Quietly Disturbing, Quietly Hopeful--Just Like Life
K. Harris | Las Vegas, NV | 12/08/2006
(4 out of 5 stars)
"Ryan Gosling is, without question, one of the finest actors of his generation. And I admire that he is still choosing to work in independent, meaningful films. He's come a long way from his days as a Mouseketeer. I contend that if "The Believer" had not been dismissed from Academy consideration due to a technicality, he could have made a serious bid for a Best Actor nomination several years ago. Even his work in more conventional films like "The Notebook" and "Murder By Numbers" is noteworthy and raises the quality of those productions.
"Half Nelson" is a small film about real people struggling with real problems. Shareeka Epps stars as Drey in a very straightforward, natural performance. She is growing up with the fear that she will become like her brother. He became entrenched in the world of drugs and is currently serving time. There is almost a feeling of inevitability, this is her world and she is incapable of escaping it. Gosling's Dan, on the other hand, is a semi-functioning drug addict who is her teacher. There is a helplessness to his life as well--he shows very little interest in actually changing his situation. But while he doesn't feel as if he can save himself, he channels that concern into saving Drey. And where she can't change her own circumstances, she makes a connection with Dan.
It's an interesting dynamic, one that isn't often portrayed. And the closeness of their bond can be somewhat unsettling in that they are teacher/student, male/female, adult/child. It's not an easy relationship to form under ordinary circumstances.
There are no major revelations by the characters in "Half Nelson". No major confrontations, no climactic scene, no tidy ending. It's just two characters quietly drawn to each other and gaining strength, however fleetingly, from that association. You're left to ponder what will happen with these characters once the film has ended. You may have a glimmer of hope, but realistically you know it's going to be an uphill battle. Ultimately the movie's realism, and lack of an answer, are it's strongest asset. Life doesn't come in tidy packages for any of us. KGHarris, 12/06.

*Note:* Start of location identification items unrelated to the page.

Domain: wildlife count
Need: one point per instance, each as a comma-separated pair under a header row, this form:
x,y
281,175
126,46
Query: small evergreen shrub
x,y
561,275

Dark and Disturbing Story - Exceedingly Well Acted
Gregg Hillier | Portland, Ore USA | 02/14/2007
(5 out of 5 stars)
""Half Nelson" is one of those small films that tackles gritty subject matter without concern to being "politically correct" or - worse -"marketable" to a mass audience. This allows the Actors and Writers more artistic freedom. Reminiscent of 2000's excellent "Requiem for a Dream," "Half Nelson" shows the ravages of drug addiction on a seemingly normal person. At the beginning of the film, Ryan Gosling's Dan Dunne seems merely an offbeat, creative inner-city Teacher, but the depth of his crack addition soon begins to show. Mr. Gosling bravely tackles this role with grace and a strange dignity - halfway into the film he wears a goofy bandage on his lip after a girlfriend pops him during a crack-fueled seduction. His Oscar nomination is well-deserved: he never takes this role "over the top" and manages to be sympathetic and tragic all at once. Ms. Epps is excellent as well, displaying a maturity and finesse as Mr. Gosling's ally."